A acompanhar Trancoso na direção estará a atriz Carla Chambel e o realizador Miguel Gonçalves Mendes, (ambos vice-presidentes), o diretor de fotografia Tony Costa (Tesoureiro) e o diretor de som Branko Neskov (Vogal). A atriz Maria João Bastos, a argumentista Patrícia Muller e a produtora Maria do Carmo Moser foram eleitas, respetivamente, Presidente, Vice-presidente e Secretária da Mesa da Assembleia Geral. O Conselho Fiscal ficará a cargo do produtor António Costa Valente (Presidente), a diretora de arte Ana Paula Rocha (Vice-presidente) e a caracterizadora Helena Batista (Secretária).
“Um terceiro mandato é a oportunidade de consolidar os objetivos que nos levaram a fundar a Academia, procurando desenvolver ainda mais actividades cuja missão será sempre a de promover, incentivar e celebrar o Cinema Português (…) A composição da direção eleita pretende refletir diversidade na representação das diversas áreas de actividade cinematográfica“, afirmou Trancoso durante a tomada de posse.
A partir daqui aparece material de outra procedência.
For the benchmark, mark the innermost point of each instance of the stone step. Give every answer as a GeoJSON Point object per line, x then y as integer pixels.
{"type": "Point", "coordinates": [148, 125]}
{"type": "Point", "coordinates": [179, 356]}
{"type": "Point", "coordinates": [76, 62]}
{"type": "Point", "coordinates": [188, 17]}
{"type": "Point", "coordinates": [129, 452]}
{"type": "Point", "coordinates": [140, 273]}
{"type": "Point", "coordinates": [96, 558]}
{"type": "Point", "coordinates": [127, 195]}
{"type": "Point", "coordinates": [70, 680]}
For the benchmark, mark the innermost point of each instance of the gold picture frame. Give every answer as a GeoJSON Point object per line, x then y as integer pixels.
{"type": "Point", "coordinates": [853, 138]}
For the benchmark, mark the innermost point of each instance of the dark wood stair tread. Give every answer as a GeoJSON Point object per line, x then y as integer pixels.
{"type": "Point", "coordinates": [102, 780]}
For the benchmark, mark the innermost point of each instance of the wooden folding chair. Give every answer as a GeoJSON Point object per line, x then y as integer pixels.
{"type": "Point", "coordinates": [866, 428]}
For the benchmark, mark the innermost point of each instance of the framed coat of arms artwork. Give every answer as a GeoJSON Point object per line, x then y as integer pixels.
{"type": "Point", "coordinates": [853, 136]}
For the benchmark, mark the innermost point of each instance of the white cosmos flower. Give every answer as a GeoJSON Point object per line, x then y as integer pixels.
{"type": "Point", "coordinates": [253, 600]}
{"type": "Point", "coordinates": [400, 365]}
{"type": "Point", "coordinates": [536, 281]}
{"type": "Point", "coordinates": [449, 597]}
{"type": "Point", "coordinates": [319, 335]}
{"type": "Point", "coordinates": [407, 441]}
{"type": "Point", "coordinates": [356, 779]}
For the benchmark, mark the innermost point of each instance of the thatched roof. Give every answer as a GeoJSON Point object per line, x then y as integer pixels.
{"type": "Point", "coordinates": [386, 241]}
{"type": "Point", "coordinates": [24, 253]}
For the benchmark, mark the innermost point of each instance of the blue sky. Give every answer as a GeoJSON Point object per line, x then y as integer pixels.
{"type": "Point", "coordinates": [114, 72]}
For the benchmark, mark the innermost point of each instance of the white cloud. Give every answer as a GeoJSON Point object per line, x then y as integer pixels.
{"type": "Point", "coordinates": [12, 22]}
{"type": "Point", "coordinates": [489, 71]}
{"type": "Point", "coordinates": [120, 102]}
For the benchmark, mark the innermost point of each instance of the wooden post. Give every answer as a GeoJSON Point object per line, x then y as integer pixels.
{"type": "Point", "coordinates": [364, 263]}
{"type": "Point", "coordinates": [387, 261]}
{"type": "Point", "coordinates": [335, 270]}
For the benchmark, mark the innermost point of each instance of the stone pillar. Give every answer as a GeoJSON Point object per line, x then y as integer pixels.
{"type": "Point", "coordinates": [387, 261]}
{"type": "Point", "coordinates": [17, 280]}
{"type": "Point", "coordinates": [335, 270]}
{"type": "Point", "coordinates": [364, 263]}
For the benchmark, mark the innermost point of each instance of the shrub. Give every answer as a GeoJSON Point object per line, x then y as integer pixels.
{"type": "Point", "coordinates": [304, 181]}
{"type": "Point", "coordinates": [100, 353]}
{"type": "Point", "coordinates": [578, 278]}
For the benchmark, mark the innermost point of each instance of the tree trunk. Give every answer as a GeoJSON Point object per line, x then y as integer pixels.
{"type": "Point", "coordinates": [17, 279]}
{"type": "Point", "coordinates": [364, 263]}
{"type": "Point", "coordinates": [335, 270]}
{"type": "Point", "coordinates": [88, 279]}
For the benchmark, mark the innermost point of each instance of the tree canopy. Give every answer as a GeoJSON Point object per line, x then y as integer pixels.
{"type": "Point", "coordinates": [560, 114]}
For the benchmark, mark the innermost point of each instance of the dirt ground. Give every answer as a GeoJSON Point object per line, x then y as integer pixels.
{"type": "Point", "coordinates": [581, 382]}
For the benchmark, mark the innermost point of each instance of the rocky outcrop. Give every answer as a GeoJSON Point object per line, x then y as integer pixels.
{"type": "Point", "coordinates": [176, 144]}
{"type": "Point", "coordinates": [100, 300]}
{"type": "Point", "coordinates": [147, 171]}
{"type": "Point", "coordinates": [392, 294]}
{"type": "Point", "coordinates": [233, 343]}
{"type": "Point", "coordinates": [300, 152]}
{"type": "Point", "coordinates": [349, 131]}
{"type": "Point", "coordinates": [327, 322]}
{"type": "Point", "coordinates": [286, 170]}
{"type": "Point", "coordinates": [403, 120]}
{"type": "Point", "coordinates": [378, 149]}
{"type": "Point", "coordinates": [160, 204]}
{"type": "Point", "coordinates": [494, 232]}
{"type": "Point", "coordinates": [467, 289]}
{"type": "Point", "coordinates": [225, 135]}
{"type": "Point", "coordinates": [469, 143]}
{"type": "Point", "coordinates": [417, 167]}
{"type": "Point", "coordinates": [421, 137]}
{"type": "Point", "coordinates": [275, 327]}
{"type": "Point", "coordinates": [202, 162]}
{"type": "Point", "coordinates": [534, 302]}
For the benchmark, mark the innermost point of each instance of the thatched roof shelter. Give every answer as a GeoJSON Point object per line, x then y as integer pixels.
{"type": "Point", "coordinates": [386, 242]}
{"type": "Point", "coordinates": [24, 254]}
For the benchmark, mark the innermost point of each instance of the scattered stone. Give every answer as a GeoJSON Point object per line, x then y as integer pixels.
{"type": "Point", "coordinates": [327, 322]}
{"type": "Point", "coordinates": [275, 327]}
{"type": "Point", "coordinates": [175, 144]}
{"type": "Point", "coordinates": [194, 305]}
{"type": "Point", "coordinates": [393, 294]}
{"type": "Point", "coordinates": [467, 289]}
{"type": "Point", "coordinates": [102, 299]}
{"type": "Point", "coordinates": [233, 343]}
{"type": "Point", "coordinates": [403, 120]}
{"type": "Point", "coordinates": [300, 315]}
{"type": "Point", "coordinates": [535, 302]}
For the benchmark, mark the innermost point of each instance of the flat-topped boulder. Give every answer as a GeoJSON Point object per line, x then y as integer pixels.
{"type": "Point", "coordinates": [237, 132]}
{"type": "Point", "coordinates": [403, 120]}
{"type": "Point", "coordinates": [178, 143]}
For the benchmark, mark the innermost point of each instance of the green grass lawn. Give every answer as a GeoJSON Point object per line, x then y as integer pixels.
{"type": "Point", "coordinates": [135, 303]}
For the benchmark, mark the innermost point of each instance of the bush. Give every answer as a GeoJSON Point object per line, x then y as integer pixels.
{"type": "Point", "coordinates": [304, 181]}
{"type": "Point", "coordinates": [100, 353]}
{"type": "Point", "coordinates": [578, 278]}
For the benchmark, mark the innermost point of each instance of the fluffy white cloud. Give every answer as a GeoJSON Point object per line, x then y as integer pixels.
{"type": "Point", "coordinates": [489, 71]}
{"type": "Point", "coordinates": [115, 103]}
Entre os objetivos para o triénio 2020-2022 conta-se a “obtenção de uma sede condigna para Academia“, “estabelecer parecerias com todos os festivais tentando promover a participação e dos profissionais da área em masterclasses e workshops” e a criação de dois colégios, estando entre eles um “colégio de críticos” que “anualmente irá atribuir o Prémio da Crítica no dia em que nasceu o cinema em Portugal (dia da apresentação do Kinematógrafo Português – 15 de Janeiro de 1897)“.